‘ED should apologise for army killings’ - Zimbabwe Situation

‘ED should apologise for army killings’

Source: ‘ED should apologise for army killings’ | Newsday (News)

OPPOSITION political parties and civic groups have called on President Emmerson Mnangagwa to publicly apologise to families of people killed and injured by the army and police during the August 1 post-election violence.

BY BLESSED MHLANGA/VENERANDA LANGA/VANESSA GONYE

This followed the publication of findings of the commission of inquiry led by former South African President Kgalema Motlanthe, which laid the blame for the deaths and injuries on the soldiers and police who were deployed to quell the post-election protests. The report said the use of live bullets was ‘unjustified and disproportionate’ and challenged the Mnangagwa administration to be accountable by taking action against some wayward members of the army and the police.

MDC national executive member Jameson Timba, who was Nelson Chamisa’s chief election agent in the July 30 poll, said Mnangagwa as the Commander-in-Chief of the Zimbabwe Defence Force and therefore responsible for deploying the soldiers, should apologise and ensure the culprits are brought to book.

“The commission of inquiry came and went, still those who killed six of our compatriots have not been identified; they walk scot free in their barracks. Even if the report is conclusive that they were killed by the army there is no apology. The 38-year-old culture of impunity continues unabated from one despotic era to another,” Timba said.

MDC spokesperson Jacob Mafume dismissed the report in its entirety, saying it was just a public relations document to cleanse Zanu PF in the eyes of the international community.

“The MDC is a peaceful organisation which must be applauded for resisting unconstitutional means of redress despite years of suffering. Any attempt to blame the victims in the report is a clear ploy of equalisation,” Mafume said.

The MDC wants stern measures taken against members of the army who shot and killed unarmed civilians, which part was missing from the final report, he said.

“As we have always predicted, the outcomes of the commission are clearly bound on whitewashing the killing of unarmed innocent civilians by soldiers and create a climate of impunity for such killings, while equating the victim with the perpetrator,” Mafume said.

Crisis in Zimbabwe Coalition also dismissed the report, saying it served nobody but Mnangagwa.

Lawyer Fadzayi Mahere also called on government to apologise and questioned the wisdom of promoting the shootings commander Anselem Namho Sanyatwe to the position of Major-General.

“Dear President, with all due respect because the army was implicated in the killings you are the Commander-in-Chief.
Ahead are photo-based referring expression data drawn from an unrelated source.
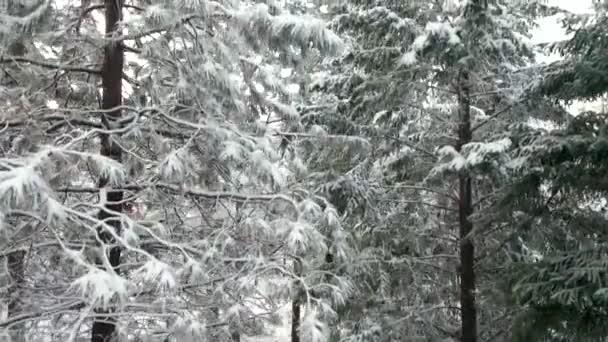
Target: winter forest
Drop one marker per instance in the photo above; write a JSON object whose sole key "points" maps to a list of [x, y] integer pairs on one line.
{"points": [[302, 171]]}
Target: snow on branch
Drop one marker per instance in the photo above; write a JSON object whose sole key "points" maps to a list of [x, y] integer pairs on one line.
{"points": [[297, 30]]}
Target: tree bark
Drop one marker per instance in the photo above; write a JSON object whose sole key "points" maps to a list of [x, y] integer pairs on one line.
{"points": [[296, 304], [468, 310], [104, 329], [16, 261]]}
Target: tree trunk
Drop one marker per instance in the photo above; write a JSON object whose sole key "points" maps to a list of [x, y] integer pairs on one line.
{"points": [[104, 329], [468, 311], [296, 303], [16, 261]]}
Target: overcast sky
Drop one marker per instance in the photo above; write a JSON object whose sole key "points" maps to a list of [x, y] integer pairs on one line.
{"points": [[550, 29]]}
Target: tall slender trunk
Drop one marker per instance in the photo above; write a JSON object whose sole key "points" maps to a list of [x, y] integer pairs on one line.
{"points": [[296, 303], [104, 329], [468, 311], [16, 260]]}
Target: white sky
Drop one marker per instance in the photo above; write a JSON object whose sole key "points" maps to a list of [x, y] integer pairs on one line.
{"points": [[550, 30]]}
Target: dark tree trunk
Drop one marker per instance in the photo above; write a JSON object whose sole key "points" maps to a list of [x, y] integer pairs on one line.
{"points": [[296, 304], [104, 329], [16, 260], [468, 311]]}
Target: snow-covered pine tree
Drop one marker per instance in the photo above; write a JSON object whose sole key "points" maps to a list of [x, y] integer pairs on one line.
{"points": [[433, 88], [560, 279], [222, 208]]}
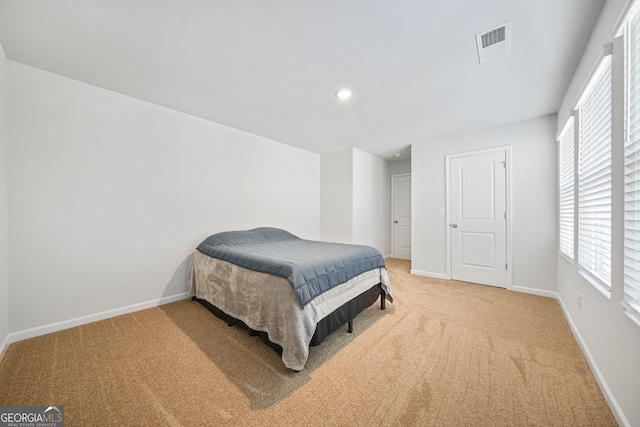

Surely it behoves you to take responsibility and at least apologise for the moment of madness. Why did you also promote the commander involved if you regret this episode,” she said on her Twitter handle.

Mnangagwa told journalists on Tuesday that his government was still studying the report and would soon move, guided by the recommendations of the report.

Zanu PF spokesperson Simon Khaya Moyo said the ruling party was not yet ready to comment on report.

“We have to sit down as a party, it would be unfair of me to comment on it,” he said.

Meanwhile, Mbizo legislator Settlement Chikwinya (MDC Alliance) yesterday raised a point of privilege with Speaker of the National Assembly Jacob Mudenda demanding that the Motlanthe commission report be debated in Parliament in terms of section 119 of the Constitution.

Chikwinya said some of the issues raised in the Motlanthe report required Parliament intervention.

“It is incumbent on this House to be, therefore, able to debate the Motlanthe report because there are issues that talk to the alignment of electoral laws which require the action of Parliament. It is incumbent on the Minister of Justice (Ziyambi Ziyambi) to bring that report for debate in this august House,” he said.

Ziyambi did not object to Chikwinya’s proposal.

“Indeed the report is in the public domain and it is within the rights of Parliament to discuss a matter which is in the public domain and therefore, I will consider it,” Ziyambi said.